Richard Puetter (Center for Astrophysics and Space Sciences, UCSD)
The problem of image restoration is to find the best unblurred, underlying model of the image which is consistent with the blurred, noisy data. The more general problem of image reconstruction has the same goals when the measured data is in a more complex form, e.g., an interferogram. Standard techniques normally model an image on a rectangular grid of pixels selected to provide the resolution obtainable from the data. In the case in which the data is also pixelated, the image grid is usually taken to be the same as the data grid. The problem with this approach is that often in astronomical imaging situations, the data is of insufficient quality to constrain the full set of image pixel values. This leads to the classical problems associated with image reconstruction, i.e., over fitting of the noise, signal correlated residuals, and the generation of spurious sources.

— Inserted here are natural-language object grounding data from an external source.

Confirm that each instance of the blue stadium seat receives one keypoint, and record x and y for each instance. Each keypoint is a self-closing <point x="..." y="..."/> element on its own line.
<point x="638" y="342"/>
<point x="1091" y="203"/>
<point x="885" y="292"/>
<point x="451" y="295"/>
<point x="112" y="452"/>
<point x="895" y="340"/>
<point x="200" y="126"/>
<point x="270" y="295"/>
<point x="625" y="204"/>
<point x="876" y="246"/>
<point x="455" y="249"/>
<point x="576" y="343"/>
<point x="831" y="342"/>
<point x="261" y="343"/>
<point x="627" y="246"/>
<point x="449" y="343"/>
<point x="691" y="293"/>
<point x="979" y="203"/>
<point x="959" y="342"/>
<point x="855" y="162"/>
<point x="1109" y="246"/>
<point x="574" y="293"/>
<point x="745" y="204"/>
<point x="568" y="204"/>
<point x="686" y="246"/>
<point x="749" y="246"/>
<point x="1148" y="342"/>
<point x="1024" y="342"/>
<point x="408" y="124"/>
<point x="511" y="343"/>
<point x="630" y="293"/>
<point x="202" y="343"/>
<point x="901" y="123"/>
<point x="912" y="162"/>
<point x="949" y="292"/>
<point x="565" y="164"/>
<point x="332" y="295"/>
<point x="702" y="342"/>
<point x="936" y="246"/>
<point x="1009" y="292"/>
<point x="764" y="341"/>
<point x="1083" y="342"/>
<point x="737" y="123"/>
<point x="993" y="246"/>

There have been many attempts to address these problems. The maximum entropy method (MEM), for example, imposes an image smoothness penalty on the image. This penalty makes it harder to over fit the data. However since it is a global penalty function, it over-smooths in some regions and under-smooths in others. The Pixon method offers a more general approach. It asks: ``What is the simplest image model that can be constructed to fit the data?'' In our most successful incarnation of the Pixon method, we use a multiresolution language to build an image model. Specifically, we ask how much can the image be smoothed locally and yet still fit the data. This changes the global smoothness idea of MEM into a local condition in which local maximum smoothness of the image is imposed. From an information science point of view, one is selecting a model with the minimum Algorithmic Information Content from the family of models constructible within the multiresolution language and which statistically fit the data. Such a model has maximum a priori probability within this set. Furthermore, because this image model has the smallest number of parameters possible while still fitting the data a number of important benefits arise. These include: (1) Since the model has minimum complexity, spurious sources cannot arise. (2) Each parameter is determined using a larger fraction of the data. Hence it is determined more accurately. This results in superior photometric and positional accuracy. (3) Since the minimum number of parameters are used, the data cannot be over fitted. (4) Better fitting of the data means that signal correlated residuals are eliminated. Practical tests by scientists at a variety of institutions have shown that relative to competing techniques, the Pixon method typically provides factor of a few improvements in linear spatial resolution and order-of-magnitude (or more) improvement in sensitivity to faint sources.